Eppure qualcosa, almeno dal punto di vista tattico, sembra accomunare i due: il 3-5-2 scelto come impianto tattico per dispiegare in campo i propri uomini. Se per il tecnico toscano, però, tale modulo rappresenta un affezionato marchio di fabbrica, per il tecnico bianconero è stata una felice e contingente scoperta. Il tecnico pugliese, infatti, all’inizio della propria esperienza da tecnico juventino, con una rosa farcita da esterni da lui stesso desiderati, optò dapprima per il suo classico 4-2-4, poi per un più lineare 4-3-3, virando infine sul 3-5-2 proprio in occasione di un Napoli-Juve.

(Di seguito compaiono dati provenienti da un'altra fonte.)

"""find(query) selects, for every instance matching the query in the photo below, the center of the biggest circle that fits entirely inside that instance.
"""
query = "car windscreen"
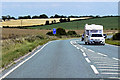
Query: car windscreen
(96, 35)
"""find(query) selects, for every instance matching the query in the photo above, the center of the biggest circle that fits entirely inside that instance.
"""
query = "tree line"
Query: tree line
(8, 17)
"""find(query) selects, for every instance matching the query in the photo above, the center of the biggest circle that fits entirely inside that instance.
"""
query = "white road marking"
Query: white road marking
(114, 77)
(102, 54)
(23, 62)
(115, 59)
(77, 47)
(82, 50)
(87, 60)
(94, 69)
(108, 67)
(84, 47)
(91, 50)
(84, 54)
(109, 70)
(110, 73)
(112, 45)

Casualità dettata dallo schieramento dell’avversario o meno, da quel momento Antonio Conte, almeno per quanto attiene il campionato italiano, sembra aver trovato la quadratura del cerchio ed il modulo che più si sposa soprattutto con le caratteristiche dei suoi difensori. A parte Barzagli (che sembra digerire senza particolari patemi anche lo schieramento difensivo a 4), Bonucci e Chiellini sono completamente rinati grazie allo schieramento della linea difensiva a 3, buttandosi alle spalle le tante macchie accumulate negli anni precedenti. Lo stesso Pirlo che, a pieno titolo, si può inserire nei migliori centrocampisti mondiali, sembra rendere ancor più se schierato come play basso con due interni a giostrargli ai lati. La vera chicca di Conte, però, è il dirottamento sull’out sinistro di un Asamoah che trasformato da mezz’ala a esterno è stato spesso capace di spaccare in due le partite grazie alla sua fisicità dirompente coniugata ad una tecnica discreta.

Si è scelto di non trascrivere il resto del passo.